東急ハンズと東急スポーツオアシスとの連携も

LOGI'Q三芳では、物流事業における新しい働き方の提案も行なわれる。東急不動産ならではの取り組みとして、東急ハンズによるプロデュースで施設内に従業員のための休憩スペースとして、木のぬくもりが感じられる「みはらしテラス」が作られた。

東急スポーツオアシス監修による「ちょいトレパーク」では、健康遊具が利用できる。駐車場の近くに設けられ、従業員が出勤・退勤時に立ち寄って健康維持のために身体を動かすことができる。

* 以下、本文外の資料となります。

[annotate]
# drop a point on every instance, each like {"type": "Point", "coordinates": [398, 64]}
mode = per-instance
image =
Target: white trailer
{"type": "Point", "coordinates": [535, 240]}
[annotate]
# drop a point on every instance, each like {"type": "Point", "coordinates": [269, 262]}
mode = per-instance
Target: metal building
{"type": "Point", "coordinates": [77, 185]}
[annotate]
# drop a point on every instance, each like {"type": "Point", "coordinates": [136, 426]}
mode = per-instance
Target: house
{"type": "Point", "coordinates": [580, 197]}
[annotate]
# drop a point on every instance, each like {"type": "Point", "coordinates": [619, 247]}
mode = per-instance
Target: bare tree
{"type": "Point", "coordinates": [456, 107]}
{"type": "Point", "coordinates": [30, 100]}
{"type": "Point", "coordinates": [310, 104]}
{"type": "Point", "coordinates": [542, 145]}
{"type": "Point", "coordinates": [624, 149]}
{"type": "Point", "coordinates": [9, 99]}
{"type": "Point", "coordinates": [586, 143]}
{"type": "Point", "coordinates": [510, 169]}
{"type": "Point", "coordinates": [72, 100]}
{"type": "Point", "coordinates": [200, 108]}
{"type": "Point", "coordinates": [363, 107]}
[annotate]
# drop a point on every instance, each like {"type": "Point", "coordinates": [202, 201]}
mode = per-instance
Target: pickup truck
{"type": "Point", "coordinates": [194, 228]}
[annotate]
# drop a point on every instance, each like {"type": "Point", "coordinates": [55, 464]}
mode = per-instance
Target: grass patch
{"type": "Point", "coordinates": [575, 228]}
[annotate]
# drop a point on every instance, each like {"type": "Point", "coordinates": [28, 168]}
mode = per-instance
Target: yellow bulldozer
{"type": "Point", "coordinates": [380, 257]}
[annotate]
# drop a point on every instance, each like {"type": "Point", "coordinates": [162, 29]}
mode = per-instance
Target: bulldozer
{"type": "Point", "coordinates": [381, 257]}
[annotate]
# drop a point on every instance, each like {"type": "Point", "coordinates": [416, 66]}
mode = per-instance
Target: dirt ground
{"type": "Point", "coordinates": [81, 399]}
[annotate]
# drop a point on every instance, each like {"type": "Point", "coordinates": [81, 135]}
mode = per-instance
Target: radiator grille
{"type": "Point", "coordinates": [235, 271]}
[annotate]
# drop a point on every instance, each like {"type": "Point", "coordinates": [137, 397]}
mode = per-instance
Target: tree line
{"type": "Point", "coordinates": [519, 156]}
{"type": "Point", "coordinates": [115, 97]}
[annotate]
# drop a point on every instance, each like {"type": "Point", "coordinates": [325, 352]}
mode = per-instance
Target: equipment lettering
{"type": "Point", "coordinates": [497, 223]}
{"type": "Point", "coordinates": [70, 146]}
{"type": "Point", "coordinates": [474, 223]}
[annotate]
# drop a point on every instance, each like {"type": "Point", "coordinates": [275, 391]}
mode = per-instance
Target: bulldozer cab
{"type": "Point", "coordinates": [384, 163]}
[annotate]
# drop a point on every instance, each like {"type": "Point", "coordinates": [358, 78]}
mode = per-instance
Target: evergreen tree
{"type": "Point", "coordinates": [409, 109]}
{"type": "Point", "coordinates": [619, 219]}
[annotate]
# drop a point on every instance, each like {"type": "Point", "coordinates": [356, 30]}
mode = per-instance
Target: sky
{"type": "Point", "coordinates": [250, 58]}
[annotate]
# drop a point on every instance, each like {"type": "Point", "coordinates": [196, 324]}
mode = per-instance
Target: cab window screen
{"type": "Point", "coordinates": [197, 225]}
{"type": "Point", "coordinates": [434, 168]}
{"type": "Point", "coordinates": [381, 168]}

内覧会が行なわれたこの日には、東急不動産の岡田正志副社長やアスクルの吉岡晃CEO(写真の左から3番めの人物)らによるテープカットで竣工が祝われた。吉岡CEOは、「火災で近隣の方々に御迷惑をおかけした中で、近隣の方々からもご意見をいただいて、消防の方々と一緒になってこのセンターを作っていただいたことには感謝しかありません。地域と共生して、安心安全な施設を実現していきたい」と、火災から3年を経ての思いを語った。

LOGI'Q三芳は3月以降より順次稼働していき、本格的な稼働は今年の中盤以降を予定しているという。